On November 5 the Department of Education released single-letter grades for 1,200 schools claiming A’s and F’s would help parents make better decisions. Yet, all over New York, the grades have been either condemned or questioned, mostly because they rely too heavily on test scores, and do not even use that data well.

What has been discussed less, however, is the educational fallout from inaccurate grades. No good can come when schools that ought to be models for our city are labeled failing institutions.

A case in point is P.S. 35 on Staten Island. Parents love this school. Ninety-five percent of parents responding to the DOE survey said they were satisfied or very satisfied with their child’s education. P.S. 35 is part of a community, it has a stellar reputation, and what’s more, its roots go deep. Ask a neighbor if he can sing the Clove Valley Elementary song, and chances are, if he’s lived here long enough, he can.

But that counts for little with the DOE, so let’s look at the scores. In 2006, over 90% of poor children, as well as black and Latino students passed the state exams in math and reading.

In 2007, 98.3% of third, fourth, and fifth graders passed the math exam, and 86.6% passed the reading test. In fact, with about half its students eligible for free lunch, P.S. 35 has been among the top scoring schools in the city and the state for at least the past five years.

The DOE, however, gave this school an F.

How could that happen? With 85% of the grade based on test scores, one might expect an A. But the city used a one-size-fits-all growth model.

Growth models measure the difference in student scores from one year to the next. That’s good, but the DOE measured only one year of growth, and that’s not reliable. At P.S. 35, scores dropped a bit between 2006 and 2007, but in other years, they rose. And when scores are at the top, there’s no room to improve. That hurts schools like P.S. 35.

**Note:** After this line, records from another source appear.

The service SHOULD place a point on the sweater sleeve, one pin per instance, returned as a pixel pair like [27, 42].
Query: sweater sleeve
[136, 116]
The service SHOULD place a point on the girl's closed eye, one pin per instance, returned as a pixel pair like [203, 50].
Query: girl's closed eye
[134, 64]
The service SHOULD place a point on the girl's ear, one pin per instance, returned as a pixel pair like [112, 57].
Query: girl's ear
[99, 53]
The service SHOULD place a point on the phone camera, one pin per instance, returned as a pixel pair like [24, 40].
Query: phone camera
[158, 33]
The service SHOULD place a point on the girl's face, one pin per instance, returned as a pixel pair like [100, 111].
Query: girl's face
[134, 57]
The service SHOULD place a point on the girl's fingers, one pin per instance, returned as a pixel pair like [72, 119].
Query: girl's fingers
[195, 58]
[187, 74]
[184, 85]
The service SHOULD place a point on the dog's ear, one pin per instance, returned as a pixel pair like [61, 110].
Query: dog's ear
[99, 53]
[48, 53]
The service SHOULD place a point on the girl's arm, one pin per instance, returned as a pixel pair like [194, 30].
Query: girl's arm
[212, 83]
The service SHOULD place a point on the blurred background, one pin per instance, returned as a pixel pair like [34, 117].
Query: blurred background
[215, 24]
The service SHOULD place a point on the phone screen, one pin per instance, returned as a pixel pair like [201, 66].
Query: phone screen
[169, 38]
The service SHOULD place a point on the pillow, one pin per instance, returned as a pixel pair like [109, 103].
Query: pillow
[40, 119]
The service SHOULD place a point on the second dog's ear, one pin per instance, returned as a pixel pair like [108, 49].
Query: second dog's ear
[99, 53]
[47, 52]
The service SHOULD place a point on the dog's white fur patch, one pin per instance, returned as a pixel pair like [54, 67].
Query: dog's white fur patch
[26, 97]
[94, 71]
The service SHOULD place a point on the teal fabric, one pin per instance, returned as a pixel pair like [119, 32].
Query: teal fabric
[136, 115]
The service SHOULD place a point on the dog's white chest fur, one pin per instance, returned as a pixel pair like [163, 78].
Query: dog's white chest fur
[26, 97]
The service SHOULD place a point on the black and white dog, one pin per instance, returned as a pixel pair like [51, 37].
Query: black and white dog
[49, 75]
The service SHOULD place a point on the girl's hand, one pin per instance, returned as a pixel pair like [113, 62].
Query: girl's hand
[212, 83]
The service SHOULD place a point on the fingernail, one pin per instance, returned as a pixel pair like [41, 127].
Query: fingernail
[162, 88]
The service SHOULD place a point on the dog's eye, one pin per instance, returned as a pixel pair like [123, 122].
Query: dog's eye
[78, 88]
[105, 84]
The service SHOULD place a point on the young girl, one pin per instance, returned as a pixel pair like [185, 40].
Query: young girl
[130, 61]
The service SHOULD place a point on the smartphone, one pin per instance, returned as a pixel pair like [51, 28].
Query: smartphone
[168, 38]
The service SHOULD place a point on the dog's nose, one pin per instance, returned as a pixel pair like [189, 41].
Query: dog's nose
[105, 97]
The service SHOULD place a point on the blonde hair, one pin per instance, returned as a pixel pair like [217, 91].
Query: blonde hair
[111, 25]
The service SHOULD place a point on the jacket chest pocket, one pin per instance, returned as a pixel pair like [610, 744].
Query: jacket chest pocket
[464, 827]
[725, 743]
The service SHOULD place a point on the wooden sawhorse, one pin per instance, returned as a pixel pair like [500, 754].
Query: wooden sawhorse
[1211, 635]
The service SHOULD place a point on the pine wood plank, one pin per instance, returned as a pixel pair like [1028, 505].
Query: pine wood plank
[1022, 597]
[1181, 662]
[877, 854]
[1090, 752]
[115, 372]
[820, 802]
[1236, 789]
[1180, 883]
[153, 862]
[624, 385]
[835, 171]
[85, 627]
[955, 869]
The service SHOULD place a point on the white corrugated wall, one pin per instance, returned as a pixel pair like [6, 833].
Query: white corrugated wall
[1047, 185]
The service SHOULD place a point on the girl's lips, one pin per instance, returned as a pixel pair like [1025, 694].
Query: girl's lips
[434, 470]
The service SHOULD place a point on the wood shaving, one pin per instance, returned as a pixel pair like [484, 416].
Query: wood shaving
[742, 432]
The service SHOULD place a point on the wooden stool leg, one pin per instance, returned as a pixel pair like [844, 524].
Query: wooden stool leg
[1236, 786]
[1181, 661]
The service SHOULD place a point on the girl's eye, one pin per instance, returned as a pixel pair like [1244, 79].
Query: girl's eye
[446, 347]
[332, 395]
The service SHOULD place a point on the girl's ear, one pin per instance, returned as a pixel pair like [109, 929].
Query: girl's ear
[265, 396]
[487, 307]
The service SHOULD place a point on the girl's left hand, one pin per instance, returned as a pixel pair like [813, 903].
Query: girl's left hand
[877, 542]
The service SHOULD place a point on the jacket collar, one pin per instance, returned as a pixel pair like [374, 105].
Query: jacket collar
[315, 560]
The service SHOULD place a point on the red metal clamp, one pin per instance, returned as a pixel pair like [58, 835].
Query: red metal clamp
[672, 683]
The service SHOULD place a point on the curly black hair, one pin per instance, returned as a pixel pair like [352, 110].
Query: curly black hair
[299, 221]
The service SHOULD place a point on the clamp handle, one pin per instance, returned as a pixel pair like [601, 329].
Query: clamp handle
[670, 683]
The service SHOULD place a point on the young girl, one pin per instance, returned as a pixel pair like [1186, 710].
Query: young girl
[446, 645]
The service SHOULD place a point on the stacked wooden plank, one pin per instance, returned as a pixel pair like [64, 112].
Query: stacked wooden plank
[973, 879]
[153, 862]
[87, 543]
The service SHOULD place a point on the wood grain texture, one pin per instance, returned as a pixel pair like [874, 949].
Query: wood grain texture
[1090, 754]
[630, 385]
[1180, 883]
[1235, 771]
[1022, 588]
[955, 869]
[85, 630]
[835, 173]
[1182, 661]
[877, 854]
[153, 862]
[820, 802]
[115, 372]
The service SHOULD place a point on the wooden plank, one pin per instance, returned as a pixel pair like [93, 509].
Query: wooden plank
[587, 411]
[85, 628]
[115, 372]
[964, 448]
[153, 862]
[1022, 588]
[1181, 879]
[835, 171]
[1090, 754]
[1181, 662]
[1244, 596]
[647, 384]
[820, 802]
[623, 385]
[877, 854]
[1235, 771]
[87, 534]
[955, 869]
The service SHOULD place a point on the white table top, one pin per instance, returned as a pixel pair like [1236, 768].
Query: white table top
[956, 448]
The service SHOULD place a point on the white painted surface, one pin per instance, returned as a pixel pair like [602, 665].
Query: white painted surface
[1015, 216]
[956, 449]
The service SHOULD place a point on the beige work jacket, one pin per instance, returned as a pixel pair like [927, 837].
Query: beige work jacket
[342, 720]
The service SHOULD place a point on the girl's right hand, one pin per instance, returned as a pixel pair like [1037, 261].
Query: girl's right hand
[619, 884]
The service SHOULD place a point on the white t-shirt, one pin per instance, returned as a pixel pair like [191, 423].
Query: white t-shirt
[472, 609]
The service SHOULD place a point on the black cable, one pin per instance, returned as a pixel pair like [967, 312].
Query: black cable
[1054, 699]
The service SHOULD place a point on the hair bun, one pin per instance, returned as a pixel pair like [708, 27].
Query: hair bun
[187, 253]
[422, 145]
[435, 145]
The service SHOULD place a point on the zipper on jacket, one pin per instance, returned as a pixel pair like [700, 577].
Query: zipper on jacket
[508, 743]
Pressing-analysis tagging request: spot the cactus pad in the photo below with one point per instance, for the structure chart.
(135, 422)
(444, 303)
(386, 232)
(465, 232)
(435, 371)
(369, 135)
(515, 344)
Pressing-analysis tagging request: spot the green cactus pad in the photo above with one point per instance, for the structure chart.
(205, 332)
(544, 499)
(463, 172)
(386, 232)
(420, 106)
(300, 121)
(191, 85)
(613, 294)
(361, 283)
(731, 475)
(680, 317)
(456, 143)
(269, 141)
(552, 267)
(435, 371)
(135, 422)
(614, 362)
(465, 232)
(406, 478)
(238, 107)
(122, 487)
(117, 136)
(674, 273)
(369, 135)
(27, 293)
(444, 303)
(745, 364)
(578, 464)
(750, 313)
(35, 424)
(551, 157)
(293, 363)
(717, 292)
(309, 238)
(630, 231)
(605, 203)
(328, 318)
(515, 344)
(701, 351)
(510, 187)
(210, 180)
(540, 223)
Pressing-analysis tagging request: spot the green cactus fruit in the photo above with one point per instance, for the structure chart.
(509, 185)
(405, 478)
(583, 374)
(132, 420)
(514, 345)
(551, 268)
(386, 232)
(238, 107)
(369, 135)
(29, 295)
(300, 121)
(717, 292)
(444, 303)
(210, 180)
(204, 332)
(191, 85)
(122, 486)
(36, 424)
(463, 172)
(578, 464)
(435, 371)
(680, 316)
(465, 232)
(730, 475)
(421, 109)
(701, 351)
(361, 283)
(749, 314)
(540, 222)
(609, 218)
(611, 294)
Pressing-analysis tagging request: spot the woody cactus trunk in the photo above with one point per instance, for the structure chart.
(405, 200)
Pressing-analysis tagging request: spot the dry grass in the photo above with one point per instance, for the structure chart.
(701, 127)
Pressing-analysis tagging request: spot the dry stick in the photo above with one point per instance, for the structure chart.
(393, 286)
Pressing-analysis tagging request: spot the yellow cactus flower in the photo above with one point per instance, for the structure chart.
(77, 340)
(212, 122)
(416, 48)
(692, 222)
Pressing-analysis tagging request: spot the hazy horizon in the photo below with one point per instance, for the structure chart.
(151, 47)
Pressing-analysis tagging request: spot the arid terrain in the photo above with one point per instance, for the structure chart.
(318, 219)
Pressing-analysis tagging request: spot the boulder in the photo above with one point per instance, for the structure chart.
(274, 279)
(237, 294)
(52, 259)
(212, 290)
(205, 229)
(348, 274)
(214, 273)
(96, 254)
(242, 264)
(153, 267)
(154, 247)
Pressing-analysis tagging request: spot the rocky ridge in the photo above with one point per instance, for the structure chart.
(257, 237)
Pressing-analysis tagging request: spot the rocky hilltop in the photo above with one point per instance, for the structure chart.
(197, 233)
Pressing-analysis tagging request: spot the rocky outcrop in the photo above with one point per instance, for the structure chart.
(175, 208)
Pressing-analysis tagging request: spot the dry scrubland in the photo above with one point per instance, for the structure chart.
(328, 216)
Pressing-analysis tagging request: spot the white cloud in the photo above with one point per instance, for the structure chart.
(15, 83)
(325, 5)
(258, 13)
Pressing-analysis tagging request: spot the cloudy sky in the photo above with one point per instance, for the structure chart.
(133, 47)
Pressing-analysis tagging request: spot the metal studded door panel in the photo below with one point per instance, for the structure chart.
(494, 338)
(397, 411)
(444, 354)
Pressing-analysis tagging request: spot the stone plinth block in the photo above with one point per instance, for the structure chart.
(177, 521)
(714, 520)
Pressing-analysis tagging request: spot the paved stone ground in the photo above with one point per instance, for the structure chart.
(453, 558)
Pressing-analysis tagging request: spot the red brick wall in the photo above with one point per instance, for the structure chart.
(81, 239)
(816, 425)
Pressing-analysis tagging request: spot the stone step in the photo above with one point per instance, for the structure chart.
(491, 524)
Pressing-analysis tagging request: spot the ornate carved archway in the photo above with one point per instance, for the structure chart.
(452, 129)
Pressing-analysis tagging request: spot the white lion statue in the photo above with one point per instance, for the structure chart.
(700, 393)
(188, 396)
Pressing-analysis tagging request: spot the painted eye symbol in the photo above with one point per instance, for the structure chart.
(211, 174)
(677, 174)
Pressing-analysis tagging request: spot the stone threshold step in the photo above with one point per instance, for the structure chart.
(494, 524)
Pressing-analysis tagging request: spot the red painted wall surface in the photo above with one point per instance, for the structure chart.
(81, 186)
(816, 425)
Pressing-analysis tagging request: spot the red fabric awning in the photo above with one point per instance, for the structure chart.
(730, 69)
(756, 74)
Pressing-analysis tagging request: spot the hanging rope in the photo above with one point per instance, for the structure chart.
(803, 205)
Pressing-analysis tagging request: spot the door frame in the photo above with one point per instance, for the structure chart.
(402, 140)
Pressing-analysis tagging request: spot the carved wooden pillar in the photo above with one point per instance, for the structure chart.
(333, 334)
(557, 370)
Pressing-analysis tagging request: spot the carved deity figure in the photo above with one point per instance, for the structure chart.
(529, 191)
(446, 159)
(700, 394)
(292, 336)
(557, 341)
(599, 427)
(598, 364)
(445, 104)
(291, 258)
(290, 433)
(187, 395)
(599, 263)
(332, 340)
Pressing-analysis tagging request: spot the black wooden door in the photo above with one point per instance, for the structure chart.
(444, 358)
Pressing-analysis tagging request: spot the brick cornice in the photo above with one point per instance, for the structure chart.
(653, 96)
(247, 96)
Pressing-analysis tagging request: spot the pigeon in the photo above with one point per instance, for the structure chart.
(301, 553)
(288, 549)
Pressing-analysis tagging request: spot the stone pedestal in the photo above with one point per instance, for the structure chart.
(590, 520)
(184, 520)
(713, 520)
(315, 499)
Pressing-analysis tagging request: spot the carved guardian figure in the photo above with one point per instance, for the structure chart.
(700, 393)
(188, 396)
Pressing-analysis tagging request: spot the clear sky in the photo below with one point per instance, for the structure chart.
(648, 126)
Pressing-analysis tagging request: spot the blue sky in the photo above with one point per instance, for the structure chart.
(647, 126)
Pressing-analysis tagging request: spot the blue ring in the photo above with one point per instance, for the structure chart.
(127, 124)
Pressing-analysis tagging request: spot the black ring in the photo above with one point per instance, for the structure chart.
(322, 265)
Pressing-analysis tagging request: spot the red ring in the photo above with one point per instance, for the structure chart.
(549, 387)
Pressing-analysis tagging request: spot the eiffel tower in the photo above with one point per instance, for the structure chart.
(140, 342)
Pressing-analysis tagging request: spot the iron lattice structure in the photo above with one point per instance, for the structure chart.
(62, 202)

That’s a shame, not just for P.S. 35, but for the city, which could have learned from this school’s success. Success at P.S. 35 is not an accident. The staff has worked tirelessly to get kids focused and then inspire them to learn. When it comes to discipline, they pay close attention to the small stuff, set clear guidelines, and follow up when children misbehave. And when it comes to instruction, P.S. 35 got a little lucky.

When the DOE began imposing lockstep instruction, it was among the schools exempted from the rule. Freed from the city’s micromanagement, the school was able to keep its focus on history, science, and the arts.

Things are not perfect at P.S. 35, but this is a great school. Now, the DOE says something is rotten here, and my gloomy guess is they will want to set it right.

Like all failing schools, P.S. 35 must create an action plan for change. Rather than seeing its strong culture and curriculum flourish citywide, we are more likely to see it snuffed out in the name of improving a place that the DOE doesn’t think works.

P.S. 35 is not the only city school that received a problem grade. On Staten Island alone several top scoring schools received either F’s or D’s. I.S. 34, one of the city’s finest middle schools, received a D. Students transfer here from schools the state has labeled “persistently dangerous.” But of the 11 schools so labeled, nine got higher scores than I.S. 34.

I know 20 schools on Staten Island. Most of the grades for those schools don’t feel right.

Single grades for complex institutions rarely do feel right. At a minimum, the DOE must take into account data from several years.

More fundamentally though, parents and schools need to know what the DOE intended to provide — the information that will allow them to make informed decisions. Test scores are an important part of that, but only a part.

Parents want to know if kids are safe in school and if their classes are too big. They want to know about the chorus and the band. And finally, they want to know if this school will have the ability to think past the tests and broaden the universe of low-achieving, high-achieving, and all those middle kids.

P.S. 35 would have stood up well to exactly those questions.

Ms. Bennett, a New York City high school teacher for 18 years, regularly contributes to the blog edwize.org.